First Minister Carwyn Jones is unhappy that key parts of the Trade Union Bill relate to devolved public services such as health and education.
A vote will be held in the Senedd early in 2016 that would seek to effectively veto some clauses.
The UK government said the bill was being introduced "to make strike laws fairer for working people in Wales".
The clauses the Senedd vote would seek to veto include a requirement for a 40% turnout threshold for strike ballots in "important public services".
The legislation would also end the "check off" system, where union subscriptions are taken direct from pay packets.
"We've said repeatedly that the Trade Union Bill which the UK government has introduced to Parliament has the potential to cause significant damage to the social and economic fabric of the UK," Mr Jones said.

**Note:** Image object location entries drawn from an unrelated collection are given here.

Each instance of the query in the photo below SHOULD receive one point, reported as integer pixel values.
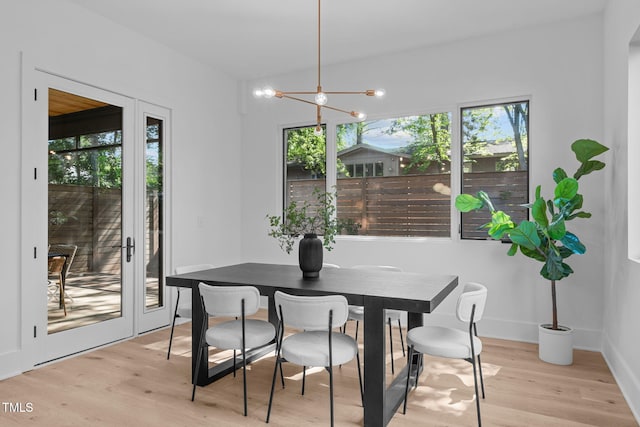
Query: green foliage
(304, 218)
(546, 238)
(308, 149)
(430, 139)
(93, 160)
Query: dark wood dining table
(415, 293)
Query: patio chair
(55, 271)
(68, 253)
(183, 306)
(453, 343)
(317, 345)
(239, 334)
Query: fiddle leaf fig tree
(545, 237)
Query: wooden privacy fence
(507, 190)
(90, 217)
(417, 205)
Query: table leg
(374, 363)
(196, 333)
(380, 402)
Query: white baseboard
(10, 365)
(583, 339)
(627, 381)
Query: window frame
(460, 150)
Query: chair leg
(475, 383)
(195, 378)
(360, 378)
(401, 338)
(406, 388)
(281, 375)
(244, 377)
(481, 378)
(273, 383)
(393, 371)
(331, 391)
(173, 324)
(62, 292)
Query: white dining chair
(183, 305)
(356, 312)
(237, 334)
(453, 343)
(316, 344)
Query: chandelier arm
(299, 99)
(319, 86)
(351, 113)
(368, 92)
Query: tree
(518, 115)
(308, 149)
(430, 139)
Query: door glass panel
(154, 289)
(85, 211)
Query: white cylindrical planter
(555, 346)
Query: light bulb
(359, 115)
(268, 92)
(321, 98)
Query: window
(393, 176)
(305, 164)
(495, 141)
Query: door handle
(131, 248)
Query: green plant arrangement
(545, 237)
(301, 219)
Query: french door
(94, 199)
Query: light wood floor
(132, 384)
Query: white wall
(620, 337)
(74, 43)
(559, 66)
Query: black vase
(310, 256)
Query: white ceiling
(249, 39)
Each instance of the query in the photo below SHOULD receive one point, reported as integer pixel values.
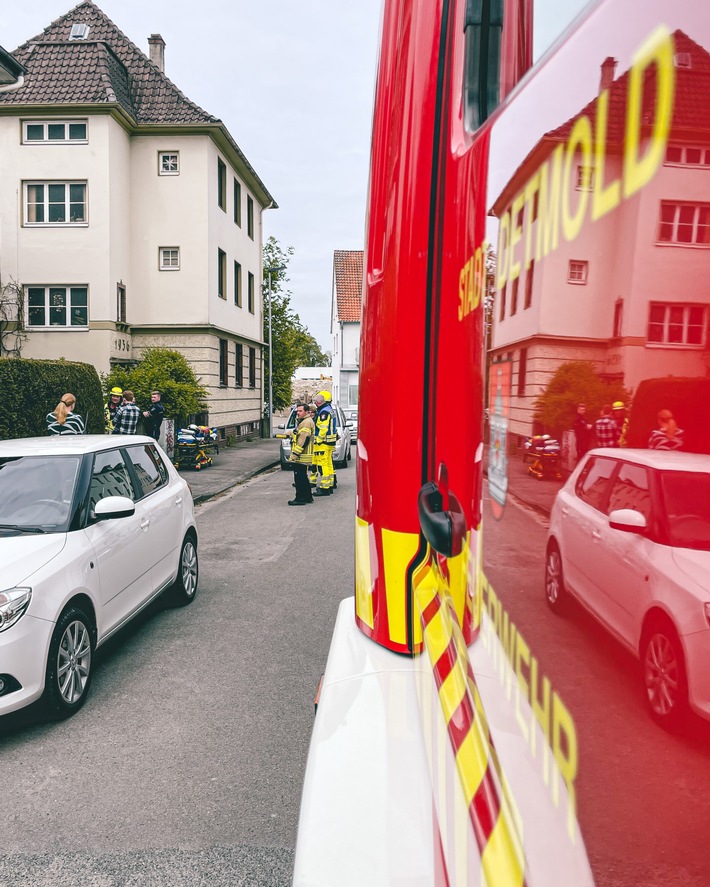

"In particular, I have grave concerns that it will prove socially divisive, lead to more confrontational relationships between employers and workers, and ultimately undermine rather than support public services and the economy."
"We have made clear to the UK government that, as significant parts of the bill relate specifically to public services which are devolved, it is not acceptable for them to impose it on Wales," he added.
UK Business Secretary Sajid Javid has said the bill was "not a declaration of war" against unions but necessary to stop "endless" threats of industrial action.
A UK government spokesman said the bill was about "balancing the rights of trade unions with the rights of working people and businesses".
"They have a right to expect that essential services won't be disrupted at short notice by strikes supported by only a small proportion of union members," the spokesman added.